COUR D’APPEL DE PARIS

Pôle 6 – Chambre 7

ARRET DU 25 MAI 2023

(n° , 7 pages)

Numéro d’inscription au répertoire général : N° RG 19/08759 – N° Portalis 35L7-V-B7D-CAO42

Décision déférée à la Cour : Jugement du 21 Juin 2019 -Conseil de Prud’hommes – Formation paritaire de PARIS – RG n° 18/07948

APPELANTE

Société LES SAVOYARDS REUNIS

Immatriculée au RCS de Créteil sous le numéro siren 542 062 211

[Adresse 3]

[Localité 5]

Représentée par Me Nicolas CHAMPIGNY-MAYA, avocat au barreau de PARIS

INTIMEE

Madame [K] [I]

[Adresse 1]

[Localité 4]

n’ayant pas constitué avocat.
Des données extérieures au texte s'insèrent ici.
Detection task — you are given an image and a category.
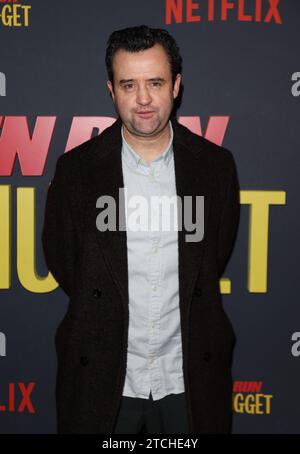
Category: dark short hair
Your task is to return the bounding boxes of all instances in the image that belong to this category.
[105,25,182,85]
Signification de la déclaration d’appel et des conclusions de l’appelant remise à étude le 7 novembre 2019.

COMPOSITION DE LA COUR :

En application des dispositions des articles 805 et 907 du code de procédure civile, l’affaire a été débattue le 01 Mars 2023, en audience publique, les avocats ne s’y étant pas opposés, devant Madame Guillemette MEUNIER, Présidente de chambre, chargée du rapport.

Ce magistrat a rendu compte des plaidoiries dans le délibéré de la Cour, entendu en son rapport, composée de :

Madame Bérénice HUMBOURG, Présidente de chambre

Madame Guillemette MEUNIER, Présidente de chambre

Monsieur Laurent ROULAUD, Conseiller

Greffier, lors des débats : Madame Marie-Charlotte BEHR

ARRET :

– DEFAUT,

– par mise à disposition de l’arrêt au greffe de la Cour, les parties en ayant été préalablement avisées dans les conditions prévues au deuxième alinéa de l’article 450 du code de procédure civile.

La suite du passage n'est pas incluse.